I happened to watch a DVD of Verdi’s Don Carlos, a French production with superb voices and subdued staging (no garish costumes here…) and up close on the screen, the hyper-acting and extreme emotional expression meant for the stage got me thinking. The operatic language manipulation actually helped: even though the libretto was in French, which is my mother tongue, I was unable to follow the lyrics without subtitles, and this actually made it easier to listen to because I followed the music rather than the story. Opera singers go for sound effect rather than accuracy of pronunciation, and the old-fashioned plots consequently become somewhat irrelevant and only serve as vehicle for those magnificent voices.

Indeed, the Western tradition of vocal performance is powerful, even to someone like me who loves Chinese opera and Noh theater. A heroic premise is required to launch the voice into grand mode, and in our world, what’s heroic? The operatic form was created as entertainment for the European aristocracy that supported it.

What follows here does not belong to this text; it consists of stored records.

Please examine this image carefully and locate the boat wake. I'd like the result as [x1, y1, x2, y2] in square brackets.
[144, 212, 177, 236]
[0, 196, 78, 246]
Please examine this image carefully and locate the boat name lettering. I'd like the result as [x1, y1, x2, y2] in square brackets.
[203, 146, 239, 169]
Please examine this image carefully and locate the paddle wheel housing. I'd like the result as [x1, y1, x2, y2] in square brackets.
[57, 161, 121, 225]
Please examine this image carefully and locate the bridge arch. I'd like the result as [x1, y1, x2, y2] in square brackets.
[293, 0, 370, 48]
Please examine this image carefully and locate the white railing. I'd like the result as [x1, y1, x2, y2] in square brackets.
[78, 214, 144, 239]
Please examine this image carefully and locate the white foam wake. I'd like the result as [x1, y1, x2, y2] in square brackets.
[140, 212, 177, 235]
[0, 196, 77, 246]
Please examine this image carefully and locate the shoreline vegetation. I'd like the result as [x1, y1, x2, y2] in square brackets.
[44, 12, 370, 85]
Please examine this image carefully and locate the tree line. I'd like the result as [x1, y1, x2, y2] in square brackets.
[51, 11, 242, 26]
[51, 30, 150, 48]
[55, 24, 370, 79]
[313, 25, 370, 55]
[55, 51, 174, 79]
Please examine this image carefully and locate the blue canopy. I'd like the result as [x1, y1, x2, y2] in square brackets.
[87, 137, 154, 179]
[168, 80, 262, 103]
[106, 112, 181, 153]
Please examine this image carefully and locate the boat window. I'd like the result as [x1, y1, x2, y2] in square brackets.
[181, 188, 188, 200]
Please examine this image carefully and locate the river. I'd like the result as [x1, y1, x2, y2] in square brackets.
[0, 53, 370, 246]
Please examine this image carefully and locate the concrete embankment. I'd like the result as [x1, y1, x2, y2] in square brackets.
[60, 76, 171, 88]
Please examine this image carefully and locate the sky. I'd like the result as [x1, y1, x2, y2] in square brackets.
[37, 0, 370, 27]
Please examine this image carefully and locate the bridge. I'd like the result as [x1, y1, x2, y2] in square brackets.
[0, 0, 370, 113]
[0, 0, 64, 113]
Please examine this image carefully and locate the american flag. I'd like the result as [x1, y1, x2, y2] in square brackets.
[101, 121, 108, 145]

As a consequence, its stories revolve around values such as honor, pride, obedience and social status versus motives such as passion, anger, jealousy, revenge, cruelty. Some operas were downright political (Da Ponte for Mozart, Tosca, Fidelio) and they survive as such. But many humorless librettos border on the ridiculous, unlike Shakespearean theater which is actually existential – Hamlet still qualifies as a skull-loving punk. Grand opera was already out of date nearly a century ago, when the Marx Brothers released A Night at the Opera. I observe television commercials as a barometer of mass-media propaganda, and I noticed one recently featuring a fat lady on a balcony holding a high note, outlasted by… a pink piece of gum.

Between the heroic and the ridiculous, what is the place of grand opera in our modern sensibility? Strong emotion itself seems out of date. Emotion belongs with shrinks. It is something nasty, something that makes you dysfunctional, inefficient, disabled. As perceived in the mass media, our society is sentimental, not emotional. People will cry over a cat who saved its young from a fire (from a story on the news), but crimes of passion are in the realm of psychiatric evaluation. In our highly policed society, the heroes are the detectives, the crime scene investigators, the scientists, the doctors, rational-minded people who keep their emotions in check – not the people who commit violent crimes. The problem is, how does ‘just the facts Maam’ translate into heroic delivery?